あとは寝るだけ、という段階でそのような事態に陥ってしまった場合に試してほしいことを、2つご提案します。ただし、これはあくまで私個人の対処法であり、なんら科学的な根拠があることではありません。

1.体の力を抜いて、リラックスする

(あぁ眠れない・・・ 困った、明日は山歩きなのに、どうしよう・・・)と不安で頭がいっぱいになり、眉間に力が入っていま せんか?

目を閉じ、目の周りの力を意識して抜くと、緊張が解け、気持ちもゆったりとしてくるはずです。

あとは肩の力を抜くなどして、とにかく全身をリラックスさせ、ふとんに体が沈み込むような感覚でゆったりと体を横たえましょう。車中泊などで横になることができない場合でも、たとえ眠ることができなくても、体を休ませることができれば大丈夫だと信じましょう。
 

2.頭に思い浮かぶものは、そのままに任せる

寝る体勢になって目をつぶっても眠れないと、いろいろ考えてしまうかもしれませんが、そうして思い浮かんだものはそのままに、できるだけリラックスできる姿勢になりましょう。ぼんやりと頭に思い浮かぶことを放っておくと、いつの間にか眠っていたということはよくあります。

全身の力を抜いてリラックスして楽な姿勢になり、目を閉じて、頭に浮かぶことはそのままにゆったりと休む。何も特別なことはありませんが、これが私の眠れないときの対処法です。





山小屋、車中泊などでの安眠グッズ

山小屋などでは、必ずと言っていいほどイビキのうるさいおじさんとかがいます。あと、いつもと枕が違う、ふとんが違う、 狭い、暑い、寒い、など、自宅とは環境が異なるせいで目が冴えてしまうこともままありますので、できれば安眠グッズを 持っていくことをオススメします。山小屋での安眠グッズとしては、耳栓アイマスクといった基本アイテムの他、山小屋の布団に入るときに自分専用のトラベルシーツを用いる、自分専用の肌触りのいいタオルなどを持って行って枕の上に置くのもオススメです。夜の道具としてヘッドランプも必需品です。なお、ちなみにイビキというのは「仰向け」になっていると出やすいものです。ですから、周りに迷惑をかけたくなければ、「横向き」で寝るのがマナーにもかなうでしょう。

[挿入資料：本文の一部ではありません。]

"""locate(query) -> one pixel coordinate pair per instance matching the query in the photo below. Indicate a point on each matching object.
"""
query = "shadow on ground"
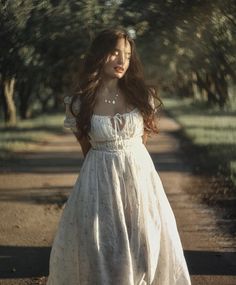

山のふもとの駐車場でマイカーにて車中泊、あるいは夜行バスで車中泊なんてこともあると思います。マイカーでの車中泊も、後部座席をフルフラットにできるワゴン車などもあれば、そうもいかない車もあるでしょう。マイカーの車中泊で便利なアイテムを挙げるとすれば、耳栓アイマスクふとんマット類毛布ブランケット寝袋まくらカーシェードなどでしょうか。私はマイカーがステップワゴンなので、車中泊の時はふとんを積んで行き、後部座席をフラットにしてふとんを敷いて楽々寝ますzzz。


夜行バスでの車中泊もなかなか寝にくいものがあります。ブランケットなどが備えられている場合もあると思いますが、な い場合に備えてコンパクトに納まるものを持っていくか、フリースダウンジャケットなどを掛け布団代わりにするのもアリ でしょう。夜行バスなどで使えるアイテムとしては、耳栓アイマスク空気まくらブランケットフリースダウンジャケットなどです。






眠れなかった翌日は 

 前夜よく眠れなかったときは、(今日は山歩きだけど、大丈夫かな・・・)と不安な気持ちになるでしょう。

 ただ、熱があるとか、お腹が痛いなど、明らかに体調が悪いのでなければ、それほど心配することはありません。

 たとえ前夜あまり眠れなかったとしても、体は休まっているはずで、翌日の行動に支障が出るほどの疲労感を感じることは少ないと思います。

 そうは言っても、やはり睡眠時間が少なければ疲労度は増すかもしれません。まして山歩きという運動をするわけですから。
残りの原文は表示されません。